Лист проклятый как прилип. В рукаве принесла, домой, утая от Луши. Такой страх объял — даже о Переляе молчок. Луша на князя Михайла протаращила
Читала грамотку потаенно, положа на пяльцы, на вышивание. В грамотке ужасть!
«Боярские холопы! Друзья наши! Побивайте нещадно своих бояр. Кто убьет господина, тому даны будут господские вотчины и поместья, его жена и его дочери. Кто убьет гостя — тому все его имение и казна. До смерти бейте помыкавших вами, а прибивши, ступайте к нам. Мы вас всех пожалуем боярством и воеводством. Кто хочет в окольничьи, тот будет окольничим, кто хочет в дьяки, зная грамоту, тот будет дьяком».
Хватая ртом воздух, как рыбка, выброшенная на берег, Марья Петровна уж представляла себя рабою Переляя, насильство его гнусное. Смерть, кажется, за самые перси ухватила Переляевыми ручищами, а виденья прогнать силы недостает.
Наутро новость: царские слуги посадили на кол лазутчика, воровские письма по Москве метал.
«Переляй!»
Марья Петровна головку наклонила, будто нет ее дома, а сама хитрым-хитра: как по делам-то все разошлись — в чулан, белилами вымазалась, в простое нарядилась, к погорельцам, забредшим милостыню просить, бочком-бочком за ворота вышла — и на площадь, к страдальцу.
«Не он!»
Стала как без косточек, на ворох кулей рогожных села.
Страдалец, поднятый над толпою, кричал со своей смертной высоты проклятья:
— Придет царь! Придет Дмитрий Иоаннович! Всем вам будет то, что вы мне удружили! У бояр казаки все жилочки повытаскивают, повытянут! — И взвывал от невообразимой боли, и сыпал уж одними только ругательствами: — Сатаны! Гонители Христа! Сатана съест вас! Да снимите же вы меня! Господи! Пошли им то же! Сни-и-и-мите же вы меня! Телячье говно! Господи, отвернись от них! На веки вечные отвернись!

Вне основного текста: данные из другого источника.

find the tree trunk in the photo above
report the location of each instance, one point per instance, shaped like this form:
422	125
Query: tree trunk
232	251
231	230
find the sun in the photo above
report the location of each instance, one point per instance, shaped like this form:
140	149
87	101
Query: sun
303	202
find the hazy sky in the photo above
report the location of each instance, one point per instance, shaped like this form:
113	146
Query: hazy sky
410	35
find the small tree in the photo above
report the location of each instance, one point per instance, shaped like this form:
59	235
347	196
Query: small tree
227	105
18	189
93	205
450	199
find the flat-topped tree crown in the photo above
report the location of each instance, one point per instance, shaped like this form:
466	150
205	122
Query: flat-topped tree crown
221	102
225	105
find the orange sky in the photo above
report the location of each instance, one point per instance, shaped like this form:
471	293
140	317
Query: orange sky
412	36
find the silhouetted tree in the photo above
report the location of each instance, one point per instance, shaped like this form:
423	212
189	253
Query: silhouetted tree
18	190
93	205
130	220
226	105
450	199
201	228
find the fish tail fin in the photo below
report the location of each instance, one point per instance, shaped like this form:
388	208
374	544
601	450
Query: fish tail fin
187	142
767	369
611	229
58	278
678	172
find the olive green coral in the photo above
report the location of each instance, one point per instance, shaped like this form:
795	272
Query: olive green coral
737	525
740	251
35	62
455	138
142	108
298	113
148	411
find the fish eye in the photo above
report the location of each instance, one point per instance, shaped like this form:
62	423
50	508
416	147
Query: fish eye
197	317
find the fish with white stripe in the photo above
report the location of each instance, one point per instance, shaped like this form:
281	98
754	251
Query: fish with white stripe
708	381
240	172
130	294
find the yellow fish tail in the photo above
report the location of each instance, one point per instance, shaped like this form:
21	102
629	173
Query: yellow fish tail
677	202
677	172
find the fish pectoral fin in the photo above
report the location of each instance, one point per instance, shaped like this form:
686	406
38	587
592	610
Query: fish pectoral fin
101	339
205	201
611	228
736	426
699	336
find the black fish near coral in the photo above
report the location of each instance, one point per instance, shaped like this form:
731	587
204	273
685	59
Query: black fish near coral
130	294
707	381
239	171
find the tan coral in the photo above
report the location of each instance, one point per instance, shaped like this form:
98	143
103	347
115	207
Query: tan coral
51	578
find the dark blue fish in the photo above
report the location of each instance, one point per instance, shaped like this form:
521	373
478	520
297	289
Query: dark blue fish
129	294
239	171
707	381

Марья Петровна глаз на казака не поднимала и ужасалась не казни, не словам казнимого, но радости своей: не Переляй! Не Переляй!
Ее легонько тронули за плечо. Татарин, улыбаясь, показывал на кули. Она поднялась, отряхнула платье. Шла неведомо куда и очутилась в церковке. Стала перед Матерью Божией, перед иконой Всех скорбящих радости, и плакала, сколько слез было. До донышка выплакалась.
В бесцветных, в подслеповатых, в крошечных глазках Василия Ивановича Шуйского явился вдруг кристалл и магнит. Светом полыхал тот кристалл, высокая воля проливалась на предстоящего пред великим государем всея Русии.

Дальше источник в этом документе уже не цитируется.